Don’t let that scare you, though! Coach Rachel just finished up a two-week-long road trip (yes, you read that right) from Southwest Florida to Southern California, and she’s here to help you navigate your next adventure.
“The thought of going on this LONG road trip and staying on track with my healthy habits and routines definitely shot my stress levels through the roof. But, we did it - my fiancé and I just finished up a two-week-long road trip from Sarasota to Los Angeles, where we’re relocating.
I’m someone who lives and dies by my daily planner, to-do lists and routine, so knowing that I’d be out of my element for quite some time was a little terrifying. Especially since we were leaving right in the middle of the holidays – and I’ve had better years in staying on-point with my nutrition during the holiday season.
We took a few steps to ensure we’d keep up with our healthy habits and behaviors over our 2,700-mile journey, so I thought I’d share my “road rules” – simple tricks for sticking with your nutrition, fitness and wellness routines while you’re traveling.”
- Hit up the nearest grocery store instead of a fast-food restaurant if you’re dining in at your hotel. Great options are a rotisserie chicken, a bag of salad and fresh fruit, or sandwiches made with fresh-sliced deli meat and cheese from the counter.
- When dining out, build your meal around protein! Add on a side of vegetables or a side salad for a portion of your daily greens, too.
- At your hotel’s continental breakfast, look for a protein source first – like eggs. If there is none, which happens often, opt for oatmeal and stir in a scoop of protein powder. Just pack a few scoops of your favorite protein powder in a plastic baggie and bring it along with you!
- On the road, look for protein-packed or healthier snacks at the gas station or convenience store. Options include protein bars, protein shakes, beef jerky, almonds, string cheese and popcorn. These digest slowly and will help you stay full to prevent mindless snacking all day long.
- For Rachel, getting in a decent workout daily was her non-negotiable for the journey. However, she reassessed her goal and used them to just maintain her fitness level. Plus, it was a way to sweat a bit and boost her mood to prep for all the sitting ahead. So, if you’re a competitive athlete, give yourself a break! You’re not going to lose your gains, especially if you strive to move daily.

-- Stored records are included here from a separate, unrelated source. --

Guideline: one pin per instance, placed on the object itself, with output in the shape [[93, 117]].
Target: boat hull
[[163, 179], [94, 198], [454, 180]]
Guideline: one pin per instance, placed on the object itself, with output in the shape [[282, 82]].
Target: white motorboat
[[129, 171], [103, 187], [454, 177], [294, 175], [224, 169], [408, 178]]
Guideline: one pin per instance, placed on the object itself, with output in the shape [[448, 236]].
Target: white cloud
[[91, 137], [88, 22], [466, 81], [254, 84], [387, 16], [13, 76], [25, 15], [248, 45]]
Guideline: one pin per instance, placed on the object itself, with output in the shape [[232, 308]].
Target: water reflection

- Pack what you need! At the very least, bring training shoes and workout clothes. Rachel’s go-to piece of equipment was a jump rope, which is easily portable.

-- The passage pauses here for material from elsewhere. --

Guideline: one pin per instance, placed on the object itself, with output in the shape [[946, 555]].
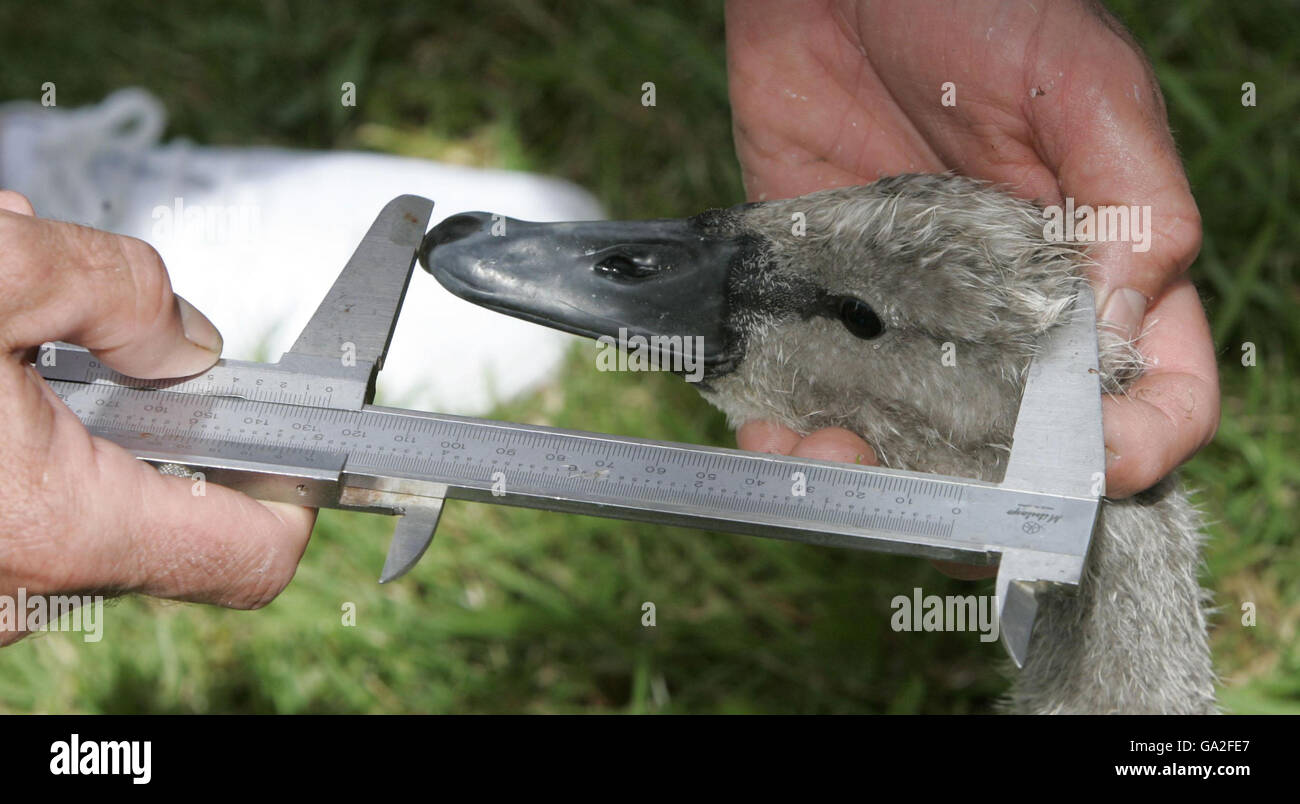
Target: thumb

- When booking hotels, ask if they have a fitness center. Many of them do, but some of them don’t.
- If you’d rather drop into a gym, book a hotel in a close vicinity. Do a simple Google search to research your options.

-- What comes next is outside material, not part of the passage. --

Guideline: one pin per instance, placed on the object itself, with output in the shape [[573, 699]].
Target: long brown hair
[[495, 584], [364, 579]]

- Bodyweight exercises are your friend, especially burpees! Others include air squats, pistol squats, lunges, pushups, glute bridges, jump squats, paratroopers (jump lunges), glute bridges and more. These require no equipment and can all be done in a small space.
- Don’t forget about a nice walk, hike or run! Getting outside is a great way to explore a new place – just make sure you stay safe and bring your phone with you.
- It’s so easy to get dehydrated on a road trip – you’re just sitting there, likely in a comfortable temperature and it’s really annoying to keep stopping for bathroom breaks.
- Buy a refillable gallon water jug from the grocery store and never let it out of your sight! Set a goal to drink the entire thing by the time you turn in for the night.
- With caffeinated beverages, avoid energy drinks – even low-calorie or diet ones. Just stick with coffee and espresso. You’ll feel less jittery, maintain your blood sugar levels and avoid any icky inflammation from chemicals and additives.
What’s important to note is that they didn’t stay completely on-point throughout the entire trip. It was still a vacation and meant to be enjoyed! Practicing healthy habits and behaviors is all about sustainability, balance and allowing yourself to live your life while making progress towards your goals.
“I wasn’t going to leave New Orleans without a big plate of jambalaya and a Hurricane! We stopped in several new places and took our time exploring. Our secret is consistency. For us, it’s having an “always something, never nothing” mentality – like maybe I didn’t eat enough protein today, but I got my workout in before we started driving – and never getting off track two days in a row.”
We hope you took away some tips for your next adventure! These rules are more like guidelines, too – feel free to adjust them to your preference.